Narcotics checkpoint a success, blared the headline in Monday’s Derrider Daily News story on the police action. The article went on to explain how, following complaints of drug dealing in the neighborhood, police decided to take action:
The Beauregard Parish Sheriff’s Office set up a Narcotics Checkpoint Thursday night near Starks, Louisiana, the local paper reported.
Due to several complaints coming from the Fields area, the BPSO put together a joint operation with the help of Sheriff Ricky Moses and the DeRidder city police department. The operations utilized several BPSO deputies as well as the new Drug Interdiction team led by Detectives Dale Sharp and Greg Hill. Seven police units total were used for the operation in addition to four other units performing regular patrols.
The checkpoint resulted in three arrests for marijuana and hydrocodone possession, a quarter pound of marijuana being tossed from an unknown vehicle’s window, and a number of traffic citations.
If this really was a drug checkpoint, it is clearly unconstitutional, said Steve Silverman, executive director of the constitutional rights defense group Flex Your Rights.

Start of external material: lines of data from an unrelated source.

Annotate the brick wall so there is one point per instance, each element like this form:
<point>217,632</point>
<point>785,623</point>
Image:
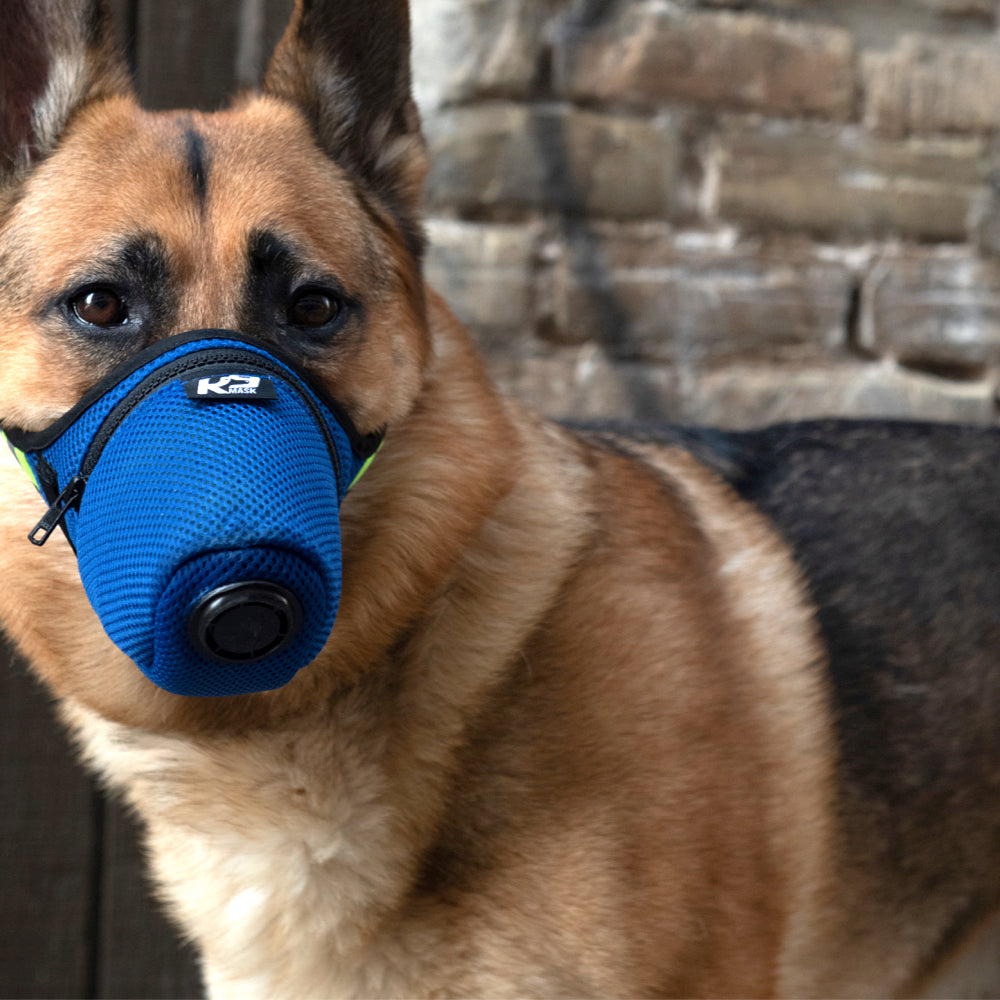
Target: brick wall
<point>720,212</point>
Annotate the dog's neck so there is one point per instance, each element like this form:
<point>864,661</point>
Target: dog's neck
<point>281,848</point>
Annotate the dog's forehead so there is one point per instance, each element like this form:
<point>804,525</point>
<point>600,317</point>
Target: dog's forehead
<point>202,182</point>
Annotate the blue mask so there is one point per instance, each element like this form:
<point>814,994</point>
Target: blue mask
<point>200,485</point>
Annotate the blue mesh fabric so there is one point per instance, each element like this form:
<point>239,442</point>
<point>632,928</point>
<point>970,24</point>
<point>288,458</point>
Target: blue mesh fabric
<point>188,496</point>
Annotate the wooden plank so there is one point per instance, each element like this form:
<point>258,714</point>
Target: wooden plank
<point>195,54</point>
<point>140,953</point>
<point>124,13</point>
<point>48,862</point>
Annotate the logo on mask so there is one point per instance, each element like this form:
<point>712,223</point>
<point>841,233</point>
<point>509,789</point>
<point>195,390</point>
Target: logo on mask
<point>231,387</point>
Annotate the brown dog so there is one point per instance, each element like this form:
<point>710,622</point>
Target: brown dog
<point>601,714</point>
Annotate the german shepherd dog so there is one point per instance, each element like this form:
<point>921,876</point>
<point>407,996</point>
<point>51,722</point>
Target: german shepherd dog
<point>672,712</point>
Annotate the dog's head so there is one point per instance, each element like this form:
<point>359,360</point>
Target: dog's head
<point>291,217</point>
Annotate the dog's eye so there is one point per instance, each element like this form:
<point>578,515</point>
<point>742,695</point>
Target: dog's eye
<point>313,308</point>
<point>99,307</point>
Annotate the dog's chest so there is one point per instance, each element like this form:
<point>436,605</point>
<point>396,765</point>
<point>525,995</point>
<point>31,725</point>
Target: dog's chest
<point>280,857</point>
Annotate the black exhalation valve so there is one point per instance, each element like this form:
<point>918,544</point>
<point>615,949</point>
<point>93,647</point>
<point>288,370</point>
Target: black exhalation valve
<point>244,622</point>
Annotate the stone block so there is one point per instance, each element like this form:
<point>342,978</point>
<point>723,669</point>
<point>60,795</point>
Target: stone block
<point>753,397</point>
<point>656,52</point>
<point>846,183</point>
<point>581,382</point>
<point>467,49</point>
<point>646,296</point>
<point>511,158</point>
<point>930,85</point>
<point>485,273</point>
<point>933,309</point>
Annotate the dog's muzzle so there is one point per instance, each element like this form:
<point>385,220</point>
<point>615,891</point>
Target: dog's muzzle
<point>200,485</point>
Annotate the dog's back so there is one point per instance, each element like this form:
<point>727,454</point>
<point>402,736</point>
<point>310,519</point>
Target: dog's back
<point>894,526</point>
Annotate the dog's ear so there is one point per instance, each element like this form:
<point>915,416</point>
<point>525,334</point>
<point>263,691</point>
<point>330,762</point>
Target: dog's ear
<point>346,64</point>
<point>55,56</point>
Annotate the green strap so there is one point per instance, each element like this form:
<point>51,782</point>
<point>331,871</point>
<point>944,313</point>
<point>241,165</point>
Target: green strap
<point>368,461</point>
<point>22,460</point>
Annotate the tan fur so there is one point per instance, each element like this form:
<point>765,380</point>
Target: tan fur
<point>570,735</point>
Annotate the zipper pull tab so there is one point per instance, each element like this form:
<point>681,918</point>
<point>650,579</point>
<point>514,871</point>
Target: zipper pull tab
<point>69,498</point>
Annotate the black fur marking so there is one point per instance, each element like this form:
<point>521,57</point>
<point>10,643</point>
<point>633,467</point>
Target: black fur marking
<point>197,162</point>
<point>138,271</point>
<point>276,269</point>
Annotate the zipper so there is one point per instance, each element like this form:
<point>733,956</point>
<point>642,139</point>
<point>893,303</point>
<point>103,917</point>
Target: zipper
<point>72,494</point>
<point>68,500</point>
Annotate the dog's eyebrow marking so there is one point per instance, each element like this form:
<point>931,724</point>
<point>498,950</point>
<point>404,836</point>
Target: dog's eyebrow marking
<point>197,161</point>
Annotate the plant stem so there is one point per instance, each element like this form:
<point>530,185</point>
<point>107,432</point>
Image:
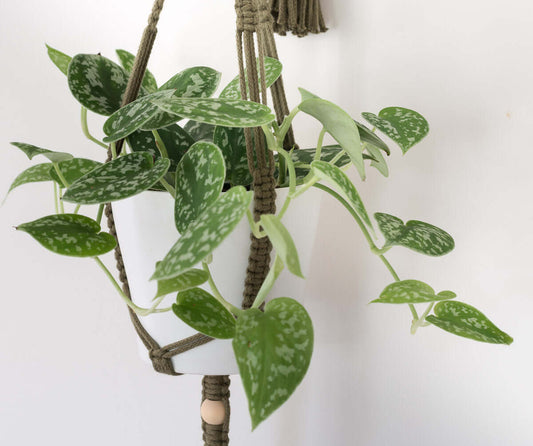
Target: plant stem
<point>85,129</point>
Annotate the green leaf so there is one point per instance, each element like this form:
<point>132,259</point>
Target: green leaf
<point>127,60</point>
<point>282,242</point>
<point>34,174</point>
<point>200,310</point>
<point>411,292</point>
<point>121,178</point>
<point>31,151</point>
<point>70,235</point>
<point>60,60</point>
<point>273,350</point>
<point>466,321</point>
<point>199,180</point>
<point>342,184</point>
<point>187,280</point>
<point>73,169</point>
<point>177,141</point>
<point>273,69</point>
<point>224,112</point>
<point>339,125</point>
<point>233,146</point>
<point>405,127</point>
<point>208,232</point>
<point>97,83</point>
<point>416,235</point>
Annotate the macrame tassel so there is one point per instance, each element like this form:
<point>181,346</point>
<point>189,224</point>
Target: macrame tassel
<point>300,17</point>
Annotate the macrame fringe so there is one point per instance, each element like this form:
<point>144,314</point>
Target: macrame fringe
<point>300,17</point>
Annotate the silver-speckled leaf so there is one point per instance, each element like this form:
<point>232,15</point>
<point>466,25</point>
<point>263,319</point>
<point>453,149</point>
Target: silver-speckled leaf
<point>133,116</point>
<point>73,169</point>
<point>411,292</point>
<point>224,112</point>
<point>282,242</point>
<point>342,184</point>
<point>405,127</point>
<point>121,178</point>
<point>208,232</point>
<point>273,69</point>
<point>199,180</point>
<point>200,310</point>
<point>340,125</point>
<point>416,235</point>
<point>187,280</point>
<point>273,350</point>
<point>30,150</point>
<point>233,146</point>
<point>60,60</point>
<point>466,321</point>
<point>70,235</point>
<point>97,83</point>
<point>127,60</point>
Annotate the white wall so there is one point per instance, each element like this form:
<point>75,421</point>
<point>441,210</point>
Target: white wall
<point>68,360</point>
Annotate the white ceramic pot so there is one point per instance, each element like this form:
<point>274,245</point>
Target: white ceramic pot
<point>146,231</point>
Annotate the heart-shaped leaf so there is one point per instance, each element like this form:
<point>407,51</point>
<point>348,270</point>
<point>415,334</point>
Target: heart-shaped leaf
<point>121,178</point>
<point>127,60</point>
<point>60,60</point>
<point>70,235</point>
<point>199,180</point>
<point>273,69</point>
<point>224,112</point>
<point>208,232</point>
<point>405,127</point>
<point>30,150</point>
<point>338,124</point>
<point>342,184</point>
<point>466,321</point>
<point>416,235</point>
<point>233,146</point>
<point>200,310</point>
<point>411,292</point>
<point>273,350</point>
<point>73,169</point>
<point>187,280</point>
<point>97,83</point>
<point>282,242</point>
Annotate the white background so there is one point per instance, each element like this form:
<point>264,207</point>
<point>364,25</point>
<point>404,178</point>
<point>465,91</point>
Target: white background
<point>69,368</point>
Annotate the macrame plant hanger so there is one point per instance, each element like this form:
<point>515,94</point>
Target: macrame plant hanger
<point>259,18</point>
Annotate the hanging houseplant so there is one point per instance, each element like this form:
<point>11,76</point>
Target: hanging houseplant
<point>191,166</point>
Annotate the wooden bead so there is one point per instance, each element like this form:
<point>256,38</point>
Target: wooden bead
<point>213,412</point>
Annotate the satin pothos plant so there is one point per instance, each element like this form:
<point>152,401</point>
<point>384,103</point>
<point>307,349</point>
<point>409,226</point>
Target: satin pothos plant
<point>202,165</point>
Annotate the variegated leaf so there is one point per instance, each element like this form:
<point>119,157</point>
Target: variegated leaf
<point>199,180</point>
<point>466,321</point>
<point>97,83</point>
<point>127,60</point>
<point>411,292</point>
<point>187,280</point>
<point>273,69</point>
<point>60,60</point>
<point>70,235</point>
<point>224,112</point>
<point>200,310</point>
<point>208,232</point>
<point>405,127</point>
<point>282,242</point>
<point>121,178</point>
<point>30,150</point>
<point>233,146</point>
<point>339,125</point>
<point>342,184</point>
<point>273,351</point>
<point>416,235</point>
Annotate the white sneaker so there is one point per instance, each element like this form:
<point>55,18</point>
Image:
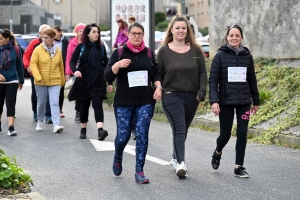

Well, O.K., whatever. If you are ever hauled into court as the result of one of these checkpoints, that’s important information to have. But the problem is that cops are, as a rule, better at manipulating the court than you are; they are trained in how to exploit loopholes, how to manipulate people, and how to get cheap sympathy from judges and juries. As Silverman himself says:
If people went to court and fought it, the evidence would be dismissed — unless they consented to a search. The sheriff down there must know checkpoints like this are constitutionally questionable, but they can still ask people to consent, and they know how to phrase that request in such a way that people are likely to consent, he said.
The problem with these roadblocks and
checkpoints by uniformed highwaymen, which impose blanket screening of ordinary people by police and which intimidate or force everyone to submit to interrogation and searches, treating anyone who happens to be on a particular road as a presumptive criminal, who needs to prove her innocence to the police in order to be left alone to go about her own business, based on no probable cause whatever — and all in order to find and imprison a handful of nonviolent drug traffickers, who are violating absolutely nobody’s rights, who are doing a peaceful and productive service for willing customers, whose only
crime was to defy a senseless government prohibition on the kinds of chemicals that people may willingly put into their own bodies — the problem with that, I say, has nothing to do with whether these internal checkpoints and constrictions on peaceful people’s freedom of movement and security in their persons and effects, happen to be consistent or inconsistent with a fundamentalist reading of the words scribbled onto a 200-year-old piece of paper. The real problem is not that this kind of
Ihre Papiere, bitte treatment is unconstitutional; it’s that it’s tyrannical. Tyranny is bad enough whether or not the Nine can be convinced that it can be excused on a legal technicality, and the reasons why are moral, not constitutional. Even when cops can invent absurd technicalities in order to convince a judge (who is always willing to be convinced that another State employee was acting within bounds) that their extraction of searches through intimidation, coercion, and the inevitable recourse to the threat of arbitrary arrest on any of the countless vague laws that nobody can possibly avoid violating in daily life, all somehow amounts to
consent. And those of us who oppose the drug war, and the police state that has emerged in order to prosecute it, ought to be more clear and less timid about saying so. We don’t need The Law on our side to be right. If the Constitution allows that kind of brigandry and tyranny, then the Constitution itself is tyrannical. If the Constitution does not allow it, then it has been demonstrated as thoroughly as you please that the Constitution can do nothing effective to prevent it. In either case it is unfit to exist, and certainly undeserving of our deferential appeals.
In related news, holiday bloggers should keep in mind that there are only 7 more ranting days left before International Ignore the Constitution Day.